Caroline estaba sentada mirando la luna y las estrellas en el cielo nocturno de Hannover. Lanzó un profundo suspiro.
«Ojalá... Ojalá fuera un niño. Ojalá papá estuviera aquí, o William. Ojalá nunca hubiera enfermado y, sobre todo, ¡ojalá no fuera tan pequeña!». No hablaba de su edad, después de todo tenía doce años. Se quejaba de su tamaño real.
— ¡Ay! —gritó mientras se golpeaba el dedo del pie yendo hacia la cama. Todo lo que había en la habitación le parecía demasiado grande.
Su enfermedad la había dejado con poco más de metro y medio de estatura, y ya no crecería más. Su madre le había dicho que nunca se casaría, así que tenía que aprender a ser criada. O sombrerera, haciendo sombreros para ocasiones especiales de otras mujeres.
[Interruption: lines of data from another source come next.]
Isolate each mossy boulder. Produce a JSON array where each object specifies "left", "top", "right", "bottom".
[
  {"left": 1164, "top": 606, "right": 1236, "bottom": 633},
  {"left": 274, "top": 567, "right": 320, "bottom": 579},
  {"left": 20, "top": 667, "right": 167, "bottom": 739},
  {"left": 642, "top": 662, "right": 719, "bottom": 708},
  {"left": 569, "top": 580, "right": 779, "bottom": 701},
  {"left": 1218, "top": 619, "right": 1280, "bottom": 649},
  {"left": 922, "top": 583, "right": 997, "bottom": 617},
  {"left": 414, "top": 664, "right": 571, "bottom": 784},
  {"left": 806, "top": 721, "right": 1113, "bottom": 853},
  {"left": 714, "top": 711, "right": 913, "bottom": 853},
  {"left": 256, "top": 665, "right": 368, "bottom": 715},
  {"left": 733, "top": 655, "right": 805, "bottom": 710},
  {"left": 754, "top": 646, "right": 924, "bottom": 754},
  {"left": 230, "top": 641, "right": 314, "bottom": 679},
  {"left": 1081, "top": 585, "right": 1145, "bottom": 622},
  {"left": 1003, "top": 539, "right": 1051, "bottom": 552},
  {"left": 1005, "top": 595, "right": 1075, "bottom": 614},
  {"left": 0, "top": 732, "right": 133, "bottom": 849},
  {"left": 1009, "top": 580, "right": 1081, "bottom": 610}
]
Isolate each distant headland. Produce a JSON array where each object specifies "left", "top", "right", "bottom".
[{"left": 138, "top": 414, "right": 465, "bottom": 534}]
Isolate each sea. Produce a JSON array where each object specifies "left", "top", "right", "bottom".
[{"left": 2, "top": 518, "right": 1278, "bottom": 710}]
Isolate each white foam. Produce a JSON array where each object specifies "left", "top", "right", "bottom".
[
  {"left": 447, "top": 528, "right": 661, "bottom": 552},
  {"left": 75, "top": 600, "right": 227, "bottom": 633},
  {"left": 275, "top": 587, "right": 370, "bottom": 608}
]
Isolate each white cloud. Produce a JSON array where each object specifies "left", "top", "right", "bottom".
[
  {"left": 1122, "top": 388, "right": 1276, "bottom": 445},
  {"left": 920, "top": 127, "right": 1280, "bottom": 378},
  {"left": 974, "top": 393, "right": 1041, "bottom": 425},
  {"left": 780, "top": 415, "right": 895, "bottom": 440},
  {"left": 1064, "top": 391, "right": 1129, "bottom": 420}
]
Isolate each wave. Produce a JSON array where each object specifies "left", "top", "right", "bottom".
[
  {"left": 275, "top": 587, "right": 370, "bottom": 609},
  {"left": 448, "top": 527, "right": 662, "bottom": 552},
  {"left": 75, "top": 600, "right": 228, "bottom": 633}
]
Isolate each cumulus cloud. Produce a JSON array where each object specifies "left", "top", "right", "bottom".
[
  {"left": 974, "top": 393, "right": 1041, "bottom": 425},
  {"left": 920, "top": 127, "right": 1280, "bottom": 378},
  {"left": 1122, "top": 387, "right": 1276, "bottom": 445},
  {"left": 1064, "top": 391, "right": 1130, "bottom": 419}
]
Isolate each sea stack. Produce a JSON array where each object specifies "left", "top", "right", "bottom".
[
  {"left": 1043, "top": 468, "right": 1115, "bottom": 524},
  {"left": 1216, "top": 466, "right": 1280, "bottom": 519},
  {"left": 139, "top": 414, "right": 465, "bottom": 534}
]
O (y esto era terrible, simplemente terrible) ¡una lechera!
No entendía por qué su padre le enseñó a leer y los nombres de las estrellas, pero su madre simplemente le hacía aprender a trabajar en el jardín, a coser y a limpiar. Incluso tenía que ayudar a quitar el polvo de las pesadas alfombras.
— Caroline Lucretia Herschel, ¡a dormir ahora mismo! —gritó su madre, en el momento indicado.
Cuando Caroline tenía 22 años, su hermano favorito vino de visita desde Inglaterra. Era director de coro y profesor de música.
— Hermanita —le dijo mientras caminaban—, ¿qué te parecería mudarte conmigo a Inglaterra? Puedes cuidar de la casa, y te enseñaré a cantar. Te ayudará con esas lúgubres tardes de invierno. Y creo que tú también serías más feliz.
Caroline casi lloró de alegría y aplaudió con sus pequeñas manos. Ya no tenía que hacer jabón, ni sombreros de plumas, ni hervir fruta en verano. Por fin podría escapar de su madre.